Bamidbar Rabbah, the midrashic collection on Numbers compiled in its present form around the eleventh century CE, makes the connection that the Torah leaves implicit. When Joseph was sold, the price was twenty pieces of silver, five shekels per brother. That number becomes the exact price, centuries later, that each Israelite father pays to redeem his firstborn son. The sale of Rachel's firstborn son set the redemption price for every firstborn who would come after him. The crime and its payment were woven together from the beginning.
What the Matriarchs Saw
When Joseph finally reveals himself to his brothers in Egypt, he weeps so loudly the sound carries through Pharaoh's palace. Bereshit Rabbah, compiled in the Land of Israel approximately in the fifth century CE, asks what that weeping is for. The answer is triple: Joseph wept, Judah had pleaded, and the matriarchs were watching the entire arc of betrayal and reconciliation from the world above.
Rachel had named Joseph at his birth with a prayer: may God add to me another son (Genesis 30:24). She had seen in him the first sign that her own history of barrenness was ending. When Joseph was torn from Jacob and vanished into Egypt, the tradition teaches that Rachel wept in the world above as she had wept in life. Her tomb on the road to Bethlehem had been placed there deliberately, the rabbis said, so that when the exiles passed it on their way to Babylon, she would be positioned to intercede for them. The woman who had prayed for one more son spent centuries praying for all her sons.

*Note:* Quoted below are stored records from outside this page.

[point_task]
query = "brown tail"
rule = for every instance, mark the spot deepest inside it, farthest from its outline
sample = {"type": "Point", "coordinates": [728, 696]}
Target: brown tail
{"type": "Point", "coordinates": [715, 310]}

Why the Brothers Could Not Believe Him
The reunion scene in Egypt presented a theological problem. Joseph tells his brothers who he is. They are stunned into silence. They cannot accept that the bearded viceroy of Egypt is the smooth-faced youth they sold to a caravan. Legends of the Jews records that Joseph understood their disbelief and met it directly: he spoke to them in Hebrew, the language of home. He showed them the sign of the circumcision. He told them things only a brother would know.
Still they hesitated. The Joseph of their memory was a child. The Joseph standing before them was a ruler. The gap between what they had done and what now stood before them was too large for immediate comprehension. This is the weight that Joseph's weeping carried. It was not only grief for the years lost. It was the tears of someone who had survived his brothers' verdict and arrived at a place they could not have imagined when they handed him to the merchants.
Angels Attended to the Prison and the Palace
Between the pit and the palace lay years in Potiphar's house and years in an Egyptian prison. Legends of the Jews notes that Joseph's extended imprisonment was not accidental. He had asked the royal butler to mention his name to Pharaoh, and the butler forgot. Two additional years in prison followed that lapse. The tradition reads those two years as a consequence: a righteous man who places his trust in human memory rather than in divine timing must wait while the divine timing reasserts itself. The extra years were not punishment for Joseph but correction of his reliance on the wrong intermediary.
And then the dream came to Pharaoh, and no one in Egypt could interpret it, and the butler remembered a young Hebrew in prison who had once explained a dream with startling accuracy. The angels who had attended Joseph in the pit, the Midrash suggests, had been present all along, not to spare him suffering but to ensure that the suffering would lead somewhere.